1

I am trying to find all occurrences (there could be zero or more) of anchor(<a>) HTML tags with specific attributes/text (to be captured as groups). But the groups (attributes) can occur in any order.

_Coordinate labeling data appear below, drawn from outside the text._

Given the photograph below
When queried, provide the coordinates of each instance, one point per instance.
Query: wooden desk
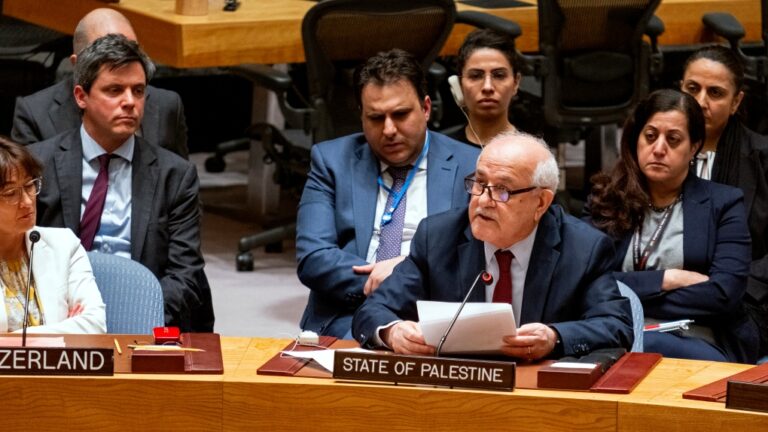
(242, 400)
(269, 31)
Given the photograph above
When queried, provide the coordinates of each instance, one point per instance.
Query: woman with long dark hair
(736, 156)
(682, 242)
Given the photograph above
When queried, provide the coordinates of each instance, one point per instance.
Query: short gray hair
(546, 174)
(113, 50)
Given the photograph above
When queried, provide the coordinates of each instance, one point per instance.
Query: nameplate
(56, 361)
(437, 371)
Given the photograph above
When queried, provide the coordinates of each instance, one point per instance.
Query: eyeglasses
(497, 193)
(12, 196)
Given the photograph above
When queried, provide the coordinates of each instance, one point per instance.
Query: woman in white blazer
(63, 297)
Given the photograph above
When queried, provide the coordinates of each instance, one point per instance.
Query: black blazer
(753, 181)
(165, 219)
(53, 110)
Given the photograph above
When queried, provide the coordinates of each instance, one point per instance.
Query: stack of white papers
(478, 330)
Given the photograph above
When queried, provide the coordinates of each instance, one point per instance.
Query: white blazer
(63, 278)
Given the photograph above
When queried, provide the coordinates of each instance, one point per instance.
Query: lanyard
(387, 216)
(640, 260)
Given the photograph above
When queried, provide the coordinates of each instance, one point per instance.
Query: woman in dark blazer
(682, 243)
(714, 76)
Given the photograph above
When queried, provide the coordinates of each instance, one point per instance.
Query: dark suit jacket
(337, 212)
(715, 243)
(569, 284)
(165, 219)
(53, 110)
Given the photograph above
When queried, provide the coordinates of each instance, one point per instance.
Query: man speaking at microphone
(553, 268)
(120, 194)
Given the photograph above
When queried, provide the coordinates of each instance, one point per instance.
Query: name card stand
(747, 396)
(436, 371)
(56, 361)
(717, 391)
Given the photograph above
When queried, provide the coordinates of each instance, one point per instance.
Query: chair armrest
(484, 20)
(655, 27)
(264, 76)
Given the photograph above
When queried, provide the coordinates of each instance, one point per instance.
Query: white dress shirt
(415, 208)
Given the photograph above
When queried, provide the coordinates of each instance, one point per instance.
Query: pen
(668, 326)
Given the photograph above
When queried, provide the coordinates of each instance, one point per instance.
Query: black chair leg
(216, 163)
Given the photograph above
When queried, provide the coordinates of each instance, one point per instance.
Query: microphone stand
(487, 279)
(34, 236)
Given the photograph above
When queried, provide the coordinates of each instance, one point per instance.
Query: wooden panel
(269, 31)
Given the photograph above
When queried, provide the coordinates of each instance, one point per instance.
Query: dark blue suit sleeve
(24, 129)
(605, 319)
(323, 265)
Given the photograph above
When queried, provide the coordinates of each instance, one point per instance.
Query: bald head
(97, 23)
(528, 155)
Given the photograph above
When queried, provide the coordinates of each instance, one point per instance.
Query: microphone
(34, 237)
(487, 280)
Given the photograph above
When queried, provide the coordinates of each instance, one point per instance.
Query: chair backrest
(131, 292)
(597, 65)
(339, 35)
(638, 317)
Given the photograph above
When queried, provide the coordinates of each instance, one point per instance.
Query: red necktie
(89, 224)
(502, 293)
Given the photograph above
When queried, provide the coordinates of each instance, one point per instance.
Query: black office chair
(593, 66)
(29, 57)
(339, 35)
(728, 27)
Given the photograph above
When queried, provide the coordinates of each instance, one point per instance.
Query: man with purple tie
(366, 193)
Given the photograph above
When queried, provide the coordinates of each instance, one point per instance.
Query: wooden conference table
(269, 31)
(242, 400)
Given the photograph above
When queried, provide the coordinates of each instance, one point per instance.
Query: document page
(478, 330)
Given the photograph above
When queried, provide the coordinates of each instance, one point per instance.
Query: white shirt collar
(522, 249)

Regex for fixed order that works fine:

<a\s+.*attr1="myattr".*attr2="(.+)".*attr3="(.+)".*>(.+)</a>

Tried the following regex for different order without success:

<a\s+.*?((attr1="myattr".*?attr2="(.+?)".*?attr3="(.+?)")|(attr1="myattr".*?attr3="(.+?)".*?attr2="(.+?)")|(attr2="(.+?)".*?attr3="(.+?)".*?attr1="myattr")|(attr2="(.+?)".*?attr1="myattr".*?attr3="(.+?)")|(attr3="(.+?)".*?attr2="(.+?)".*?attr1="myattr")|(attr3="(.+?)".*?attr1="myattr".*?attr2="(.+?)")).*?>(.+?)</a>

Input String for different order of attributes:

First <a attr1="myattr" attr2="value12" attr3="value13">text1</a>Second <a attr1="myattr" attr3="value13" attr2="value12">text2</a> Third <a attr2="value12" attr1="myattr" attr3="value13">text3</a>`
Ambrish
  • 3,627
  • 2
  • 27
  • 42
  • 6
    What **language**? Don't use regex, use a parser for this. – hwnd Mar 29 '15 at 03:04
  • possible duplicate of [RegEx match open tags except XHTML self-contained tags](http://stackoverflow.com/questions/1732348/regex-match-open-tags-except-xhtml-self-contained-tags) – Nir Alfasi Mar 29 '15 at 03:13

1 Answers1

0

Use lookahead instead of normal matching (but in jeneral you shouldn't use regex for parsing html):

/<a\s+(?=[^>]*\battr1\s*=\s*"myattr")(?=[^>]*\battr2\s*=\s*"([^"]+?)")(?=[^>]*\battr3\s*=\s*"([^"]+?)")[^>]*>(.+?)<\/a>/

`
  <a attr1="myattr" attr2="smth" attr3="3">123</a>
  <a attr1="myattr" attr3="3" attr2="smth">132</a>
  <a attr2="smth" attr1="myattr" attr3="3">213</a>
  <a attr2="smth" attr3="3" attr1="myattr">231</a>
  <a attr3="3" attr1="myattr" attr2="smth">312</a>
  <a attr3="3" attr2="smth" attr1="myattr">321</a>
`.replace(
  /<a\s+(?=[^>]*\battr1\s*=\s*"myattr")(?=[^>]*\battr2\s*=\s*"([^"]+?)")(?=[^>]*\battr3\s*=\s*"([^"]+?)")[^>]*>(.+?)<\/a>/g,
  (match, attr2, attr3, text) => console.log(text, attr2, attr3, match)
)
Qwertiy
  • 19,681
  • 15
  • 61
  • 128